I am an economist by training, but only occasionally by trade. When I began my career at OCLC, I assumed that, for the most part, I had left the world of economists behind. But I was surprised to learn that many of the economists whose textbooks and papers I struggled through in graduate school have preceded me into the library world. A partial list includes Hal Varian, William Baumol, William Bowen, and Richard Quandt. Moreover, K. Wayne Smith, president of OCLC when I started working here, has a PhD in economics!
So apparently many of my kind have been here before, which is both gratifying and disappointing – gratifying that so many sharp economic minds have thought about some of the same issues I’m supposed to be thinking about, and disappointing because I’m obviously not a pioneer (sort of like Edmund Hillary reaching the top of Mount Everest and finding a ranger station and gift shop).
Libraries, archives, and museums are keenly interested in the economics that underpin their activities. But too often, I think, this interest focuses narrowly on business models and cost projections. Money is important, to be sure, but it’s worthwhile to remember that economics is not the study of money. It is the study of behavior, and in particular, how people make decisions. In his introductory textbook, Harvard economics professor Greg Mankiw identifies ten principles of economics. The first four are:
1. People face trade-offs.
2. The cost of something is what you give up to get it.
3. Rational people think at the margin.
4. People respond to incentives.
As we explore economic issues relevant to libraries, archives, and museums – the economics of networked services, the economics of mass digitization, the economics of collection management, and so on – these four principles provide a solid frame of reference both for shaping the questions that need to be asked, and for thinking through their implications.

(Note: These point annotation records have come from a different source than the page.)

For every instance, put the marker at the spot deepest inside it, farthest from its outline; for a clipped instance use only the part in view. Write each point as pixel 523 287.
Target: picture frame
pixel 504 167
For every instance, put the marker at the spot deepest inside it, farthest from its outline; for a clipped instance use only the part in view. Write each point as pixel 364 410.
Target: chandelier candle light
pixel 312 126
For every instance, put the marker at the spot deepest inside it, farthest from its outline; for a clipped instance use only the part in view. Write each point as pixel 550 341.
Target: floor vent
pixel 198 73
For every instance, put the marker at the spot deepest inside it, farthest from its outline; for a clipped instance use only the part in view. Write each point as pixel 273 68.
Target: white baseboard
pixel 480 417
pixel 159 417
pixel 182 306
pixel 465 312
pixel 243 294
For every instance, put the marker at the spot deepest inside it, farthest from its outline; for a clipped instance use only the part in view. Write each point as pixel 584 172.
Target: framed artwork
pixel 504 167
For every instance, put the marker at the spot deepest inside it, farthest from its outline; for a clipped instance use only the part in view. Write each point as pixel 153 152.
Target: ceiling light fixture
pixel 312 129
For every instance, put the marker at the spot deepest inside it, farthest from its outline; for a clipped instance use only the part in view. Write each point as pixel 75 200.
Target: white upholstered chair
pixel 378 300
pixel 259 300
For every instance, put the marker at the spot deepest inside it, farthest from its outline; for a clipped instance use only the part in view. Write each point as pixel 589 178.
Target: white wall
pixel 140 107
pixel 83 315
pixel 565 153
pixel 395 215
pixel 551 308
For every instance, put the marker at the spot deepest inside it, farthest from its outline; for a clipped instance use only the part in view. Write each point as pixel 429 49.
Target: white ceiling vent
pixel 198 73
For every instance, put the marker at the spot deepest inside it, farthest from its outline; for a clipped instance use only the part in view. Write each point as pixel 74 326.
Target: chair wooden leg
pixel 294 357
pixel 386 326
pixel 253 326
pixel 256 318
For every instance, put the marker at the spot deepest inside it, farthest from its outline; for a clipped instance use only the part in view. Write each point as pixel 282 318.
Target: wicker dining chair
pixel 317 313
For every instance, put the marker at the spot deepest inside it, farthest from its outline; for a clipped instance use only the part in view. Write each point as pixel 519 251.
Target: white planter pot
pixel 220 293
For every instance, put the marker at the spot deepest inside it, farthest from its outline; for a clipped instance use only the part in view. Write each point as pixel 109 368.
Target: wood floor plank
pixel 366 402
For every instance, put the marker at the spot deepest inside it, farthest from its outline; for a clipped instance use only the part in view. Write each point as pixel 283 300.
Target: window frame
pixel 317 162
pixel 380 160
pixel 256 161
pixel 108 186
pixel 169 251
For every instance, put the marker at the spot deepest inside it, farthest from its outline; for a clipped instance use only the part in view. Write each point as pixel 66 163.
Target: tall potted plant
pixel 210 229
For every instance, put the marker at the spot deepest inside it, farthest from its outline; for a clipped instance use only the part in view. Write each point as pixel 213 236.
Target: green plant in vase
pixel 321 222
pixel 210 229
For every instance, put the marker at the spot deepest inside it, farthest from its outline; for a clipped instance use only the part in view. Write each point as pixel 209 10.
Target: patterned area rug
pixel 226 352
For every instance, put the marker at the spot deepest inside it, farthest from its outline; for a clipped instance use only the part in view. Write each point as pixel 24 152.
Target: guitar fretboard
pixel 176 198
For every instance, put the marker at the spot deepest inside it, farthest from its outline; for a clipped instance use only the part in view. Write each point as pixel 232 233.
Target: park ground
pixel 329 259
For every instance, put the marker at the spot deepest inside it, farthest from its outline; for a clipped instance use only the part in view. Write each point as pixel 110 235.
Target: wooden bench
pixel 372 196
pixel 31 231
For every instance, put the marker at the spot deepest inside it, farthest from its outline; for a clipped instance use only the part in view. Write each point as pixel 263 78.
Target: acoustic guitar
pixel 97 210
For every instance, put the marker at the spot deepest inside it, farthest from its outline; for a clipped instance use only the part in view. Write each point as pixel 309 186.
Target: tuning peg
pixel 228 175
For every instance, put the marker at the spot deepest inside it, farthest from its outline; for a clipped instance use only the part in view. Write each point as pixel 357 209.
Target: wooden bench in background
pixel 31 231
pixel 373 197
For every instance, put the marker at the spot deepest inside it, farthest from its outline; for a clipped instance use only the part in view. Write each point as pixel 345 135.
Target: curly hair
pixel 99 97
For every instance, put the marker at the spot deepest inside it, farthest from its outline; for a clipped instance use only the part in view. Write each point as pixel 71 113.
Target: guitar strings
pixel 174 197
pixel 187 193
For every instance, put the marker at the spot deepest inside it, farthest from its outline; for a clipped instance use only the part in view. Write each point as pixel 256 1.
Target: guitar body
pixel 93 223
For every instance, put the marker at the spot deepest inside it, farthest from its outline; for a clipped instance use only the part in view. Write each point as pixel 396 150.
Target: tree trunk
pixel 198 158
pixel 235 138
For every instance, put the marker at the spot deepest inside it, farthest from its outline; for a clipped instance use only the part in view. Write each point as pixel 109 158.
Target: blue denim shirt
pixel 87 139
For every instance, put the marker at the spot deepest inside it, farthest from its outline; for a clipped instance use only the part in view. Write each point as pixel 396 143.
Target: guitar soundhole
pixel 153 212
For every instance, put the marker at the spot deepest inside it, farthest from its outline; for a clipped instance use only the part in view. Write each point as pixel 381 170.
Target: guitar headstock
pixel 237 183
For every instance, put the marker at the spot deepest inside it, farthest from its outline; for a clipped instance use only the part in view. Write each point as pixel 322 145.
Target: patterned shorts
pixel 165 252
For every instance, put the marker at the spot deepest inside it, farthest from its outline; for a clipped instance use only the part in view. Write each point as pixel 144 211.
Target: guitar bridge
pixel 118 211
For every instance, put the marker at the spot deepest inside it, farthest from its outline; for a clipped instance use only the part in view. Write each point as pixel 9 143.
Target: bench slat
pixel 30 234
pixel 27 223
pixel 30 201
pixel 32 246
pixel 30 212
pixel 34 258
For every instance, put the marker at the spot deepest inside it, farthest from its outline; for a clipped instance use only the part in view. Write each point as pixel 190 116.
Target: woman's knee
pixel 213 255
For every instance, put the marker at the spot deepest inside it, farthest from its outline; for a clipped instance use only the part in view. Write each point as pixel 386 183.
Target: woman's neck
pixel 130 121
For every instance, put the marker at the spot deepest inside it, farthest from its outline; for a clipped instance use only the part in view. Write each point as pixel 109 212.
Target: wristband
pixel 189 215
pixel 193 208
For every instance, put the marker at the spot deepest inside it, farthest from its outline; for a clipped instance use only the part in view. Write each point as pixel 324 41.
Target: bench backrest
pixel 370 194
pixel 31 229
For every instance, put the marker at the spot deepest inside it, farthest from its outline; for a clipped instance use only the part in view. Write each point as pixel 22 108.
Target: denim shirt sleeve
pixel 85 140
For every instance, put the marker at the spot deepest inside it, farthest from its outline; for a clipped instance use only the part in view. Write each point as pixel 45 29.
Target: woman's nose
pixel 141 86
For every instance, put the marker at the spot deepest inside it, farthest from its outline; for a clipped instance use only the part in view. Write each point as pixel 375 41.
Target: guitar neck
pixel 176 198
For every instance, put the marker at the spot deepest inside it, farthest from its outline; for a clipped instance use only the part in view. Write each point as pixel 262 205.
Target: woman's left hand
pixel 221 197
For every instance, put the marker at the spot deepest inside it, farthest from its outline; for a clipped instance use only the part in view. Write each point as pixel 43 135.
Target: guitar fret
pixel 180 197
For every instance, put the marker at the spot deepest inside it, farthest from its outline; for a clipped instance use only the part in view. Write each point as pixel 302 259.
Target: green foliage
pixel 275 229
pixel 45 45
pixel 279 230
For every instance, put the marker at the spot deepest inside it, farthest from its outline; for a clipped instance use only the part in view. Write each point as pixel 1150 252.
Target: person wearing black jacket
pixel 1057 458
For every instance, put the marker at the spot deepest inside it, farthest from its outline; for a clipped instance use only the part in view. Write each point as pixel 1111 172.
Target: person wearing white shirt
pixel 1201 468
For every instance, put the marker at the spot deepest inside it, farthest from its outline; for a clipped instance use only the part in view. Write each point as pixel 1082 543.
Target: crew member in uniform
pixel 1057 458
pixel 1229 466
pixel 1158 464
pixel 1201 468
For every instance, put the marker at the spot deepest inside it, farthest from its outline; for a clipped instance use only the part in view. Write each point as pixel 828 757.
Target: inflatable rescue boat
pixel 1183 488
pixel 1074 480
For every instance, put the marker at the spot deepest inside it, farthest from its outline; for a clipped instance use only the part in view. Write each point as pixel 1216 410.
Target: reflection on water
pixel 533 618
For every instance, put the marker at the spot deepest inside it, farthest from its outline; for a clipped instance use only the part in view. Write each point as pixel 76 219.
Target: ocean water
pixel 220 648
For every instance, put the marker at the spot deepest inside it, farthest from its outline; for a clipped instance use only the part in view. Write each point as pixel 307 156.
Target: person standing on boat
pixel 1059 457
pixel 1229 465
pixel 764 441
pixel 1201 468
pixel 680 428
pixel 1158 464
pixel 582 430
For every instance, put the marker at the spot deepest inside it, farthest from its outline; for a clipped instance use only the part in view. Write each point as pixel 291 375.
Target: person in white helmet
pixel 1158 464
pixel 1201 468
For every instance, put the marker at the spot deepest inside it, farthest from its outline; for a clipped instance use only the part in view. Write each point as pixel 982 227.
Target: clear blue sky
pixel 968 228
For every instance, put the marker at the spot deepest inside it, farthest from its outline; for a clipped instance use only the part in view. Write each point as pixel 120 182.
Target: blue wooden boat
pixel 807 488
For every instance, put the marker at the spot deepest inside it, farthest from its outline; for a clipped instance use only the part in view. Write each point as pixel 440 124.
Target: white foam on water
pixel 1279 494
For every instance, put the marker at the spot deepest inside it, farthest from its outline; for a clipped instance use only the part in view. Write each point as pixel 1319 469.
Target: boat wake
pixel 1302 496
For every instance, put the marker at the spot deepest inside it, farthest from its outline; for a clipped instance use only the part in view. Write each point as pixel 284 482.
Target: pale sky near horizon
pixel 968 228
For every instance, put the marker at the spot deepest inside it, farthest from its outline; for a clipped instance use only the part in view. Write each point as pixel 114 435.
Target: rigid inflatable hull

The first principle is about scarcity of resources – when we want to expand effort in one area, we usually need to scale down or eliminate effort in other areas. Think about mass digitization and the future of print collections. The second principle is about opportunity cost – the cost of choosing to undertake one activity includes not just the cost of carrying it out, but also the benefits foregone by not choosing something else. Think about current discussions regarding optimal use of space in libraries. The third principle is about scale – when we make economic decisions, the question is usually not whether the activity will be undertaken, but how much of the activity will be undertaken. Think about the optimal allocation of activities at the local and network levels. And finally, the fourth principle is about incentives – people or organizations engage in economic activities because they perceive a self-interest or motivation to do so. Think about strategies for building sustainable, programmatic digital preservation activities.
Scarcity, opportunity cost, scale, and incentives: when we think about the economics of libraries, archives, and museums, it is these principles that should shape our questions and guide our thinking. They are the bedrock on which all economic theory rests. And they are simple and straightforward – surprising, perhaps, when one considers the difficult and sometimes opaque economics literature these principles have spawned. But then again, maybe it isn’t so surprising: as the publisher Alfred Knopf once said, “An economist is a man who states the obvious in terms of the incomprehensible.”